PFASs have been used for 60 years in industrial and commercial products from food wrappers to clothing to pots and pans because they impart useful properties, including fire resistance and oil, stain, grease and water repellency.

These chemicals are found in cleaners, textiles, leather, paper and paints, fire-fighting foams, and wire insulation.

EPA is particularly concerned about so-called long-chain PFAS chemicals. These are persistent in the environment, bioaccumulative in wildlife and humans, and are toxic to laboratory animals and wildlife, producing reproductive, developmental, and systemic effects in laboratory tests.

These chemicals have been linked with cancer, hormone disruption, high cholesterol, and obesity, as well as being known to interfere with immune function.

Several major manufacturers have stopped using some PFASs, yet the chemicals persist in wildlife and in people, who often are exposed through their drinking water.

The Harvard researchers looked at levels of six types of PFASs in drinking water supplies, using data from more than 36,000 water samples collected nationwide by the EPA from 2013 to 2015.

They also looked at industrial sites that manufacture or use PFASs – at military fire-training sites and civilian airports where firefighting foam containing PFASs is used, and at wastewater treatment plants.

Discharges from wastewater treatment plants, which are unable to remove PFASs from wastewater by standard treatment methods, could contaminate groundwater. So could the sludge these plants generate, which is often used as fertilizer.

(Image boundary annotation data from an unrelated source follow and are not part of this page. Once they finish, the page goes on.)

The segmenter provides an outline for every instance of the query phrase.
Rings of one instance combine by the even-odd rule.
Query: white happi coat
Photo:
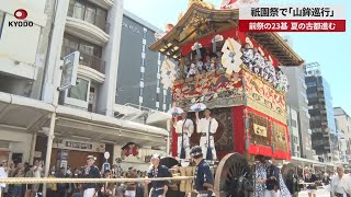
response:
[[[211,120],[211,128],[210,127]],[[212,149],[213,160],[217,159],[217,153],[215,149],[214,134],[216,134],[218,128],[218,121],[215,118],[201,118],[197,123],[197,132],[202,134],[200,138],[200,147],[202,148],[202,153],[206,157],[207,147],[208,147],[208,135],[210,135],[210,147]],[[208,134],[210,131],[210,134]]]
[[[190,137],[194,132],[194,124],[191,119],[181,119],[174,124],[176,132],[178,134],[177,154],[180,158],[182,144],[185,149],[185,159],[190,159]],[[183,142],[182,142],[183,131]]]

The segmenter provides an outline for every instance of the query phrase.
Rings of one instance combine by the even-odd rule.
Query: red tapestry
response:
[[[264,146],[262,143],[256,143],[256,141],[253,141],[252,139],[253,136],[250,136],[250,141],[249,141],[249,148],[247,150],[247,152],[249,154],[261,154],[261,155],[267,155],[267,157],[272,157],[275,159],[281,159],[281,160],[291,160],[291,153],[290,153],[290,141],[288,141],[288,132],[287,132],[287,127],[286,124],[283,124],[270,116],[267,116],[263,113],[260,113],[253,108],[247,107],[248,113],[252,113],[257,116],[260,116],[262,118],[267,118],[268,119],[268,126],[267,126],[267,140],[269,140],[268,146]],[[252,121],[250,119],[250,121]],[[274,130],[279,130],[276,131],[276,134],[279,132],[281,138],[286,139],[284,142],[276,140],[276,136],[271,135],[272,134],[272,125],[279,125],[280,129],[274,129]],[[276,127],[276,126],[275,126]],[[251,131],[251,130],[250,130]],[[252,132],[251,132],[252,134]],[[274,135],[276,135],[274,134]],[[279,147],[276,147],[276,144],[279,144]]]
[[[184,109],[199,102],[208,108],[242,105],[242,99],[240,73],[226,76],[210,71],[173,85],[173,102]]]
[[[249,37],[246,33],[239,32],[238,28],[231,28],[231,30],[227,30],[227,31],[224,31],[220,33],[216,33],[214,35],[205,36],[205,37],[201,38],[200,40],[197,40],[197,43],[200,43],[203,47],[212,47],[212,39],[214,38],[215,35],[222,35],[224,39],[231,37],[231,38],[236,39],[238,43],[240,43],[241,45],[245,45],[247,43],[247,38],[248,38],[252,43],[253,48],[260,48],[263,51],[264,57],[269,58],[269,56],[271,56],[271,59],[273,61],[274,67],[279,66],[279,61],[274,56],[272,56],[267,49],[264,49],[253,38]],[[189,53],[192,51],[192,46],[194,45],[194,43],[195,42],[192,42],[192,43],[189,43],[189,44],[181,47],[182,56],[186,56]]]

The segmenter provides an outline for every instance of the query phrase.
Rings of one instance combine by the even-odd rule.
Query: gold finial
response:
[[[212,4],[210,2],[204,2],[203,0],[189,0],[188,9],[194,3],[200,4],[202,7],[205,7],[205,8],[208,8],[208,9],[215,9],[214,4]]]

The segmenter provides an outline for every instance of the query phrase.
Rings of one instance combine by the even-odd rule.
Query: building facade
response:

Sixty-six of the public water supplies examined, serving six million people, had at least one water sample that measured at or above the EPA safety limit of 70 parts per trillion (ng/L) for two types of PFASs, perfluorooctanesulfonic acid (PFOS) and perfluorooctanoic acid (PFOA).

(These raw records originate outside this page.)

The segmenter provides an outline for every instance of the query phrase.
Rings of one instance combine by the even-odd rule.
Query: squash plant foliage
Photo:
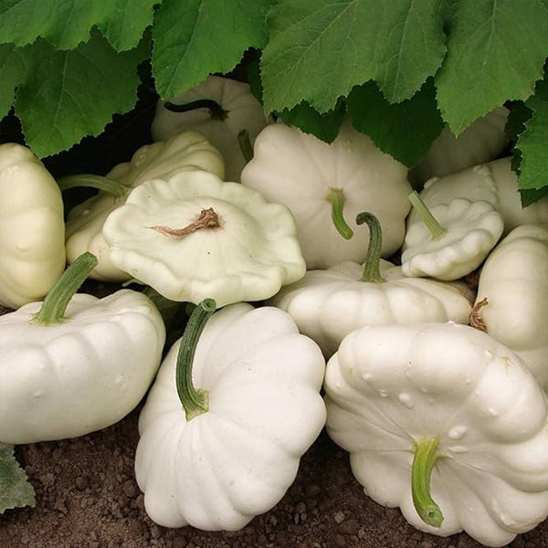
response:
[[[48,156],[132,110],[142,61],[169,99],[249,48],[267,112],[332,141],[348,111],[409,167],[511,104],[524,202],[546,193],[548,0],[0,0],[0,117]]]

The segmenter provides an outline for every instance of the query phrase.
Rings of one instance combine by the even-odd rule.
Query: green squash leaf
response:
[[[136,47],[144,29],[153,24],[154,5],[162,0],[102,0],[114,7],[101,17],[97,26],[116,51]]]
[[[458,135],[509,100],[525,100],[548,56],[546,0],[459,0],[447,12],[437,104]]]
[[[390,104],[374,82],[356,86],[348,96],[352,125],[409,168],[428,152],[443,129],[432,79],[411,99]]]
[[[281,0],[269,23],[267,111],[305,100],[325,112],[369,79],[398,102],[435,74],[445,54],[437,0]]]
[[[0,442],[0,514],[35,503],[34,488],[16,459],[14,446]]]
[[[135,47],[162,0],[0,0],[0,44],[46,38],[58,49],[87,42],[97,25],[119,51]]]
[[[536,92],[525,101],[532,116],[525,121],[525,131],[518,137],[516,149],[521,155],[520,189],[540,189],[548,185],[548,75],[536,87]],[[537,194],[527,195],[527,200]]]
[[[85,135],[98,135],[113,112],[127,112],[137,100],[137,65],[149,45],[117,53],[94,32],[90,42],[58,51],[45,40],[22,51],[28,69],[16,100],[27,144],[40,157],[68,149]]]
[[[284,109],[278,115],[286,125],[298,127],[305,133],[311,133],[325,142],[332,142],[339,134],[345,111],[346,104],[342,100],[339,101],[334,110],[323,114],[302,101],[290,110]]]
[[[543,186],[539,190],[534,188],[520,189],[520,196],[522,198],[522,207],[527,207],[527,206],[538,202],[541,198],[548,196],[548,186]]]
[[[19,47],[0,45],[0,118],[5,116],[16,98],[16,87],[25,79],[24,56]]]
[[[263,47],[269,0],[164,0],[156,13],[153,72],[162,99],[214,72],[228,72],[246,49]]]

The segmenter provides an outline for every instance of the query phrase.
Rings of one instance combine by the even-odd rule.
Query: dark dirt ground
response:
[[[150,142],[156,96],[140,88],[136,108],[116,115],[103,135],[86,138],[45,160],[59,177],[106,174]],[[22,142],[11,115],[0,122],[0,142]],[[67,210],[85,194],[65,196]],[[89,287],[97,296],[111,292]],[[0,311],[1,313],[1,311]],[[171,333],[170,342],[176,338]],[[169,343],[169,342],[168,342]],[[270,511],[236,532],[155,525],[144,511],[133,473],[138,441],[135,409],[118,424],[83,437],[18,446],[16,457],[37,493],[36,508],[0,516],[0,548],[480,548],[461,533],[440,538],[407,524],[399,510],[368,499],[353,479],[348,455],[322,432],[301,459],[294,484]],[[548,548],[548,521],[519,535],[511,548]]]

Concentrations in some locations ranged as high as 349 ng/L for PFOA and 1,800 ng/L for PFOS.

The highest levels of PFASs were detected in watersheds near industrial sites, military bases, and wastewater treatment plants.

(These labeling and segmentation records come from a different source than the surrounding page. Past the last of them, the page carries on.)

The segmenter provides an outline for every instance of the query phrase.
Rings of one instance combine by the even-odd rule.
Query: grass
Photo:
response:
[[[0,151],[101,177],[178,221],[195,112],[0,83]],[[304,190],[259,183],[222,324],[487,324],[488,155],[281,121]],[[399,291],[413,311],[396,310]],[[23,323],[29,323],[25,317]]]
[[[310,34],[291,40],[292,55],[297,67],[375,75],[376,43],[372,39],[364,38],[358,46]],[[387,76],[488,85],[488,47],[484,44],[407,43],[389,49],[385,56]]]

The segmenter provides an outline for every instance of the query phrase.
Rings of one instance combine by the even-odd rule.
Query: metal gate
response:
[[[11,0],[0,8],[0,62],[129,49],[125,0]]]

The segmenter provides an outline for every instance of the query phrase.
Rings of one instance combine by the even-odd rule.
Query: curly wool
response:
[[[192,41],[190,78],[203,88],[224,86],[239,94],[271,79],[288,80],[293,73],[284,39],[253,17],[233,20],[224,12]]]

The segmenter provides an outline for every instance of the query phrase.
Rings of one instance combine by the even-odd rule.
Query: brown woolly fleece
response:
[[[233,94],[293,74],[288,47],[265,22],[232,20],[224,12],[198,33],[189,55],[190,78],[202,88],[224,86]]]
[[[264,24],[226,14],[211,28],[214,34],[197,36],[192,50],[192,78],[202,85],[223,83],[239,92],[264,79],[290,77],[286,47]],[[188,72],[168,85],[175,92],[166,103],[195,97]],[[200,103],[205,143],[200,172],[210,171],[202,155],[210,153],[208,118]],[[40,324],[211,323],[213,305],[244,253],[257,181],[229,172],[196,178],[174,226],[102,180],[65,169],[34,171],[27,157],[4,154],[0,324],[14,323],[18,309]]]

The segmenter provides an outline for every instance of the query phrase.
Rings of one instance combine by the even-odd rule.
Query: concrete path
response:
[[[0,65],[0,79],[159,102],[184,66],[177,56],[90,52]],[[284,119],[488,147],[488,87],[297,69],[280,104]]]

“These compounds are potent immunotoxicants in children, and recent work suggests drinking water safety levels should be much lower than the provisional guidelines established by EPA,” said Elsie Sunderland, senior author of the study and associate professor at both the Harvard Chan School and SEAS.

Other Harvard Chan authors of the study included Philippe Grandjean and Courtney Carignan. Funding for the study came from the Smith Family Foundation and a private donor.

The study was published August 9 in the journal “Environmental Science & Technology Letters.”

The authors say, “We have mapped watersheds in the United States that have potentially high concentrations of PFASs based on U.S. EPA data. This does not mean that all drinking water supplies within the highlighted regions contain high PFAS concentrations, but that at least one sample from at least one water supply was reported to be at or above levels considered safe by the U.S. EPA between 2013 and 2015.”

Saying that no measurements have been made in many water supplies across the country, the authors recommend “increased monitoring of these contaminants in our drinking water.”

The EPA has taken several recent actions to control PFASs:

Another Harvard Chan School study, led by Grandjean, an adjunct professor of environmental health, published in “Environmental Health Perspectives,” also indicated negative health impacts of PFAS exposure.

That study looked at a group of about 600 adolescents from the Faroe Islands, an island country off the coast of Denmark. Those exposed to PFASs at a young age had lower-than-expected levels of antibodies against diphtheria and tetanus, diseases for which they had been immunized.

The findings suggested that PFASs, which are known to interfere with immune function, may be involved in reducing the effectiveness of vaccines in children.